We called him names that would have gotten our mouths washed out with Dial soap if we had ever been caught saying them.

We dedicated our Senior Yearbook to him.

He was a Teacher, with a capital T, dragging us kicking and screaming through Ayn Rand, Ernest Hemingway, Shakespeare and Jack Kerouac. He was our TEACHER, not our friend, not a surrogate parent.

And teach us he did. Even when we didn't want to learn. Even when we hated him for pushing us when we felt like we had nothing left to give. Even when we cursed him for expecting so much that we were unwilling to give.

I tell you about Mr T to make the following point. Mr T was a homosexual; he was an atheist; he was a die-hard liberal who had protested the war in Viet Nam and had spent time in Canada as a conscientious objector. He was all of these things, and none of us  knew any of this until years after graduation when Mr T died.   We attended his funeral because we were grateful to him, the years of college now behind us, knowing finally that he had prepared us so well for the world ahead of us. And while he prepared us for that world, he had kept his own feelings, his own biases, his own practices and preferences TO HIMSELF.

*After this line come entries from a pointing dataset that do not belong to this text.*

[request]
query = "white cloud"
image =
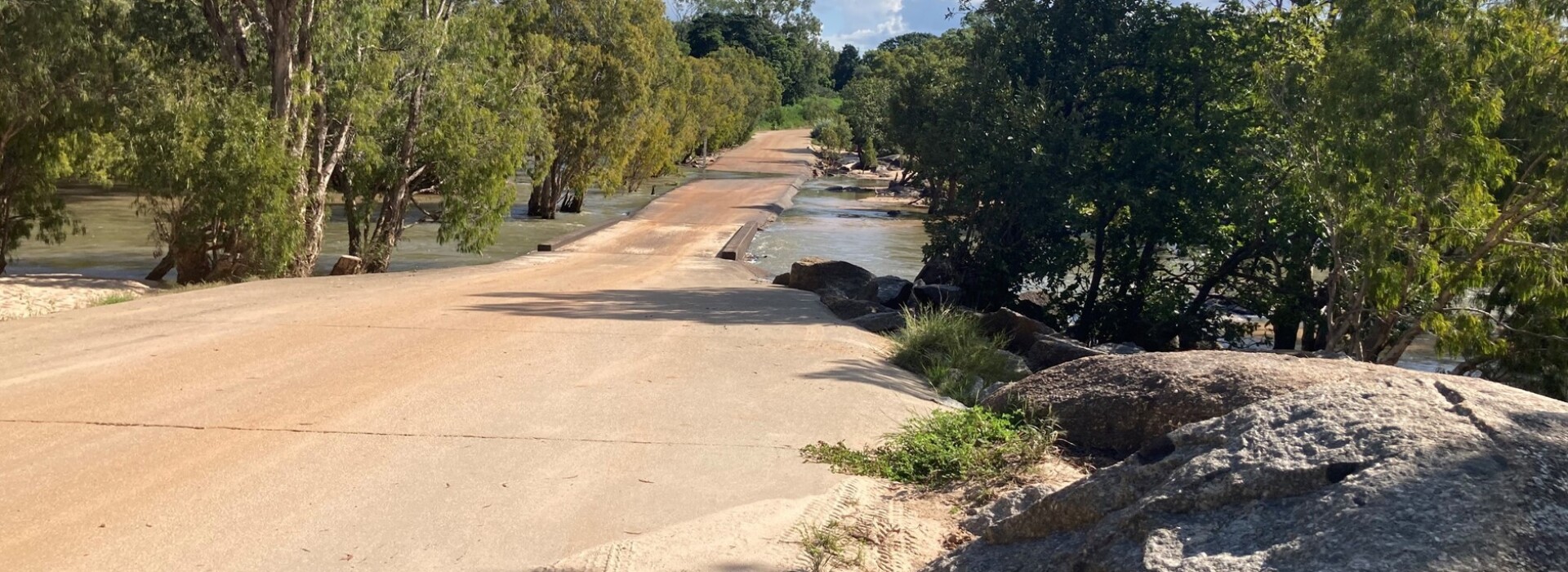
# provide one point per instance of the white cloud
(862, 22)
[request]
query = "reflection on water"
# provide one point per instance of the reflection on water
(844, 226)
(118, 244)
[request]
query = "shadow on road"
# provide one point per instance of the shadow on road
(875, 373)
(710, 306)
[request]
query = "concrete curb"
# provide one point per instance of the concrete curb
(571, 237)
(737, 245)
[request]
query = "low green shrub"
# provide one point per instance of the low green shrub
(949, 348)
(969, 445)
(115, 298)
(806, 114)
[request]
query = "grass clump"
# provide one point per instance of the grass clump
(968, 445)
(949, 348)
(115, 298)
(830, 547)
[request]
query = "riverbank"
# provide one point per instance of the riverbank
(32, 295)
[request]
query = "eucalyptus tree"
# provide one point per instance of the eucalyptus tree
(461, 118)
(844, 66)
(52, 60)
(599, 60)
(1102, 151)
(666, 131)
(866, 112)
(1441, 131)
(783, 34)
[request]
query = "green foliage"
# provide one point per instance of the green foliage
(1441, 201)
(782, 34)
(833, 135)
(949, 346)
(734, 90)
(966, 445)
(866, 112)
(1068, 165)
(806, 114)
(845, 66)
(52, 65)
(211, 172)
(601, 66)
(115, 298)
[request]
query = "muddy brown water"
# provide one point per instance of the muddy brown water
(118, 242)
(844, 226)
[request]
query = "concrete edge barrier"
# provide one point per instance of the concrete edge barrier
(737, 245)
(571, 237)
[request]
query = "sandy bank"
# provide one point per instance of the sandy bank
(30, 295)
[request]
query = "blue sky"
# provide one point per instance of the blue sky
(869, 22)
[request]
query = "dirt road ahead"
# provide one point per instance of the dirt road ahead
(475, 419)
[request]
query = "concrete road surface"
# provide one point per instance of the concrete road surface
(474, 419)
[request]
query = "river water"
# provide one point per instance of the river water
(857, 228)
(118, 242)
(882, 234)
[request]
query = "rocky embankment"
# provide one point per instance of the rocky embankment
(877, 305)
(1230, 461)
(1366, 469)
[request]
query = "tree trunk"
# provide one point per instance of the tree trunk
(5, 225)
(162, 270)
(1288, 328)
(1089, 315)
(394, 199)
(320, 177)
(572, 203)
(546, 196)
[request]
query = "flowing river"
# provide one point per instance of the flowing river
(118, 240)
(882, 234)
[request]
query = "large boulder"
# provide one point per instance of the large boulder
(1377, 472)
(938, 271)
(888, 290)
(828, 278)
(1048, 351)
(850, 309)
(938, 295)
(1015, 328)
(1118, 403)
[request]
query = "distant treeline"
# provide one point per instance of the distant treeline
(1360, 172)
(237, 119)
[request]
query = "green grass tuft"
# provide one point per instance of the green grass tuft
(117, 298)
(949, 346)
(830, 547)
(969, 445)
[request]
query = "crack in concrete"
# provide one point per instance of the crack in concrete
(390, 435)
(1454, 397)
(728, 334)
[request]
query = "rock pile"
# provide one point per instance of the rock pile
(1368, 469)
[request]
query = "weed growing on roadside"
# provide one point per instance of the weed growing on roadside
(949, 348)
(968, 445)
(115, 298)
(830, 547)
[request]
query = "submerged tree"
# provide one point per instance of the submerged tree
(1443, 129)
(461, 119)
(52, 65)
(599, 66)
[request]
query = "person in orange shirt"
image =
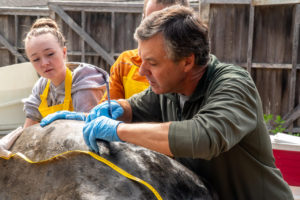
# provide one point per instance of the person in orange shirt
(125, 79)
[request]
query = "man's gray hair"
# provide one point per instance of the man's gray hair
(168, 3)
(183, 32)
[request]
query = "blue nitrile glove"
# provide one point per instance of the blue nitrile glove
(103, 110)
(102, 128)
(62, 115)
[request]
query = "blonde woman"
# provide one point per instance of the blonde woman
(58, 89)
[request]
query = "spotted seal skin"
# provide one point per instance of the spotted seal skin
(80, 176)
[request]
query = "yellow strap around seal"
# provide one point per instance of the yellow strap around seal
(97, 157)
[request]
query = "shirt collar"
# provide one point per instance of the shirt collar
(203, 83)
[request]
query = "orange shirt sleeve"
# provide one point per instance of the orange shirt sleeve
(117, 71)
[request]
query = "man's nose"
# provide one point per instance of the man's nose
(45, 61)
(143, 71)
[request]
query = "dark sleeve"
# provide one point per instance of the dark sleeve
(145, 107)
(230, 113)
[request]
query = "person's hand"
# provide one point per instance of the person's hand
(62, 115)
(103, 110)
(8, 140)
(102, 128)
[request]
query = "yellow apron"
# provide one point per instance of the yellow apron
(66, 105)
(131, 86)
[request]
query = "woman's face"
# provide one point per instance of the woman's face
(47, 57)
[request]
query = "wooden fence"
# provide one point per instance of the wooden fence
(262, 36)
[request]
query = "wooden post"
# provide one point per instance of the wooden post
(250, 38)
(64, 16)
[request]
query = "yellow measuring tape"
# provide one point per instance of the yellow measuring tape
(97, 157)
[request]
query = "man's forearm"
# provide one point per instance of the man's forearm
(127, 115)
(153, 136)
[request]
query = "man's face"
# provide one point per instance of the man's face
(163, 74)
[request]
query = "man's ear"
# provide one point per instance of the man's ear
(189, 62)
(65, 52)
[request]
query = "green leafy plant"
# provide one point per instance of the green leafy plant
(274, 125)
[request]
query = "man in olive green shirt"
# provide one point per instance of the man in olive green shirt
(206, 114)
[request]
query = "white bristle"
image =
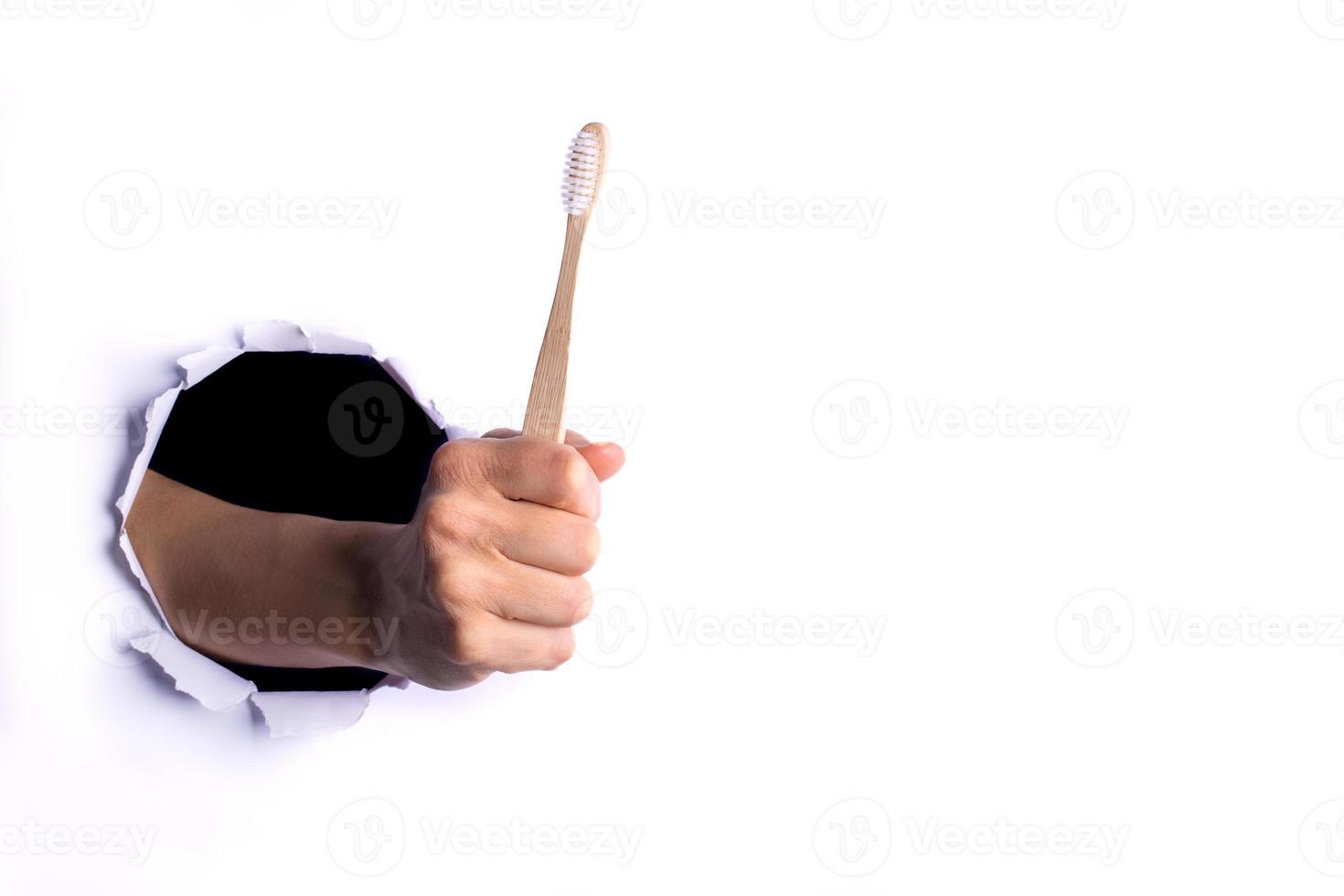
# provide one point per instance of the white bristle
(581, 169)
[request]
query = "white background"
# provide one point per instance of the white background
(728, 332)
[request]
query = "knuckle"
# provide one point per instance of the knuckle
(466, 646)
(588, 544)
(560, 650)
(449, 520)
(578, 601)
(456, 461)
(572, 475)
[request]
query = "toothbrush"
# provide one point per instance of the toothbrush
(583, 168)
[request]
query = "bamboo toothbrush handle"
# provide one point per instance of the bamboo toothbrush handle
(545, 415)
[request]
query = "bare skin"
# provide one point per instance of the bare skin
(486, 578)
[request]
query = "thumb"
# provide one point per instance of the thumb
(606, 458)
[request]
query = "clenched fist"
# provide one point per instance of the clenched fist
(489, 574)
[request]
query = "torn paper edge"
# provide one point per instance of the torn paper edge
(286, 712)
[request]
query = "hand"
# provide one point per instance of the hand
(489, 574)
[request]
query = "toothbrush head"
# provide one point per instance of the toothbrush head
(583, 169)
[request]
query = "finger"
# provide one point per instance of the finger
(540, 597)
(532, 469)
(484, 641)
(606, 458)
(571, 435)
(543, 538)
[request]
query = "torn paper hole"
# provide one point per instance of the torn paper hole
(215, 687)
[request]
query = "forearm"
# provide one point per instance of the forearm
(263, 589)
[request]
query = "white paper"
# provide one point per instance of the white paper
(286, 713)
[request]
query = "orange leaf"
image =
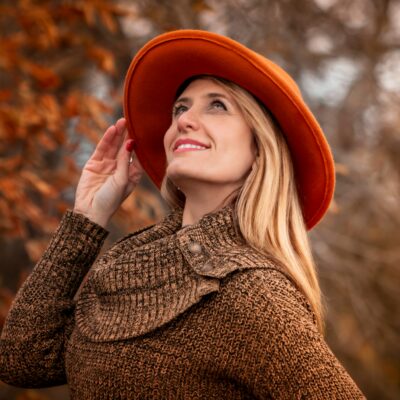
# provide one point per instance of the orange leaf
(42, 186)
(108, 21)
(43, 75)
(103, 57)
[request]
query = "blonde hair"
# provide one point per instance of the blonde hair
(268, 208)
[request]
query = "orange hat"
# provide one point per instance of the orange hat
(166, 61)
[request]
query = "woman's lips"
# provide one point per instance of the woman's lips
(187, 144)
(189, 147)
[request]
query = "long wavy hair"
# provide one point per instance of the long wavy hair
(267, 206)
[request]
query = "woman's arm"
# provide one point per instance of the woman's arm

If a kid wanted to pray in class, Mr T encouraged him to do so. If a kid talked about fairies or fags or homos in class, Mr T continued to write calmly on the board, never batting an eye, never betraying what he was thinking as he listened to the young mind trying to wrap itself around a concept that it found difficult to accept, gently encouraging that young mind to "think it through", "do the research", "reach your own conclusions, don't just parrot your friends or your parents."  And if, like me, a kid wrote a 10 page theme paper for another class and the topic of that paper was  why the war in Viet Nam had been the right thing for the US to do and why Richard Nixon would go down in history as one of this country's greatest leaders, Mr T would help that kid organize her thoughts and express herself, never letting on that he personally thought the concepts reflected in that paper were flawed.  

Do you get it now?  If not, here's the punchline:  He was a teacher, and HE TAUGHT US! And he did it well, without interjecting his own philosophies into the lesson plan. Are teachers today that self-disciplined?  I don't think so. Classrooms today are, for the most part, nothing more than convenient forums for the recruitment of disciples. The Mr Ts of today would not only loudly proclaim their lifestyle choices, but would incorporate these into their daily lessons, demanding acceptance and inclusion and encouraging young minds to embrace the correctness of these lifestyle choices. Teachers as anti-evangelists, leading the converted down a crooked road paved with wrong choices and missed chances.  And where does an actual education come in?  It gets lost in the shuffle of "inclusion" and "acceptance" and "self-actualization."  No time for readin', writin' and 'rithmetic when you've got "How to Masturbate" pamphlets to hand out!

 Somehow or other I don't think that's what education was meant to be.

Thank you, Mr T. Because of you, I at least KNOW what a teacher should be, what a teacher can be. I grieve that the children in our schools today will never have that. And they are the poorer for it. So are we.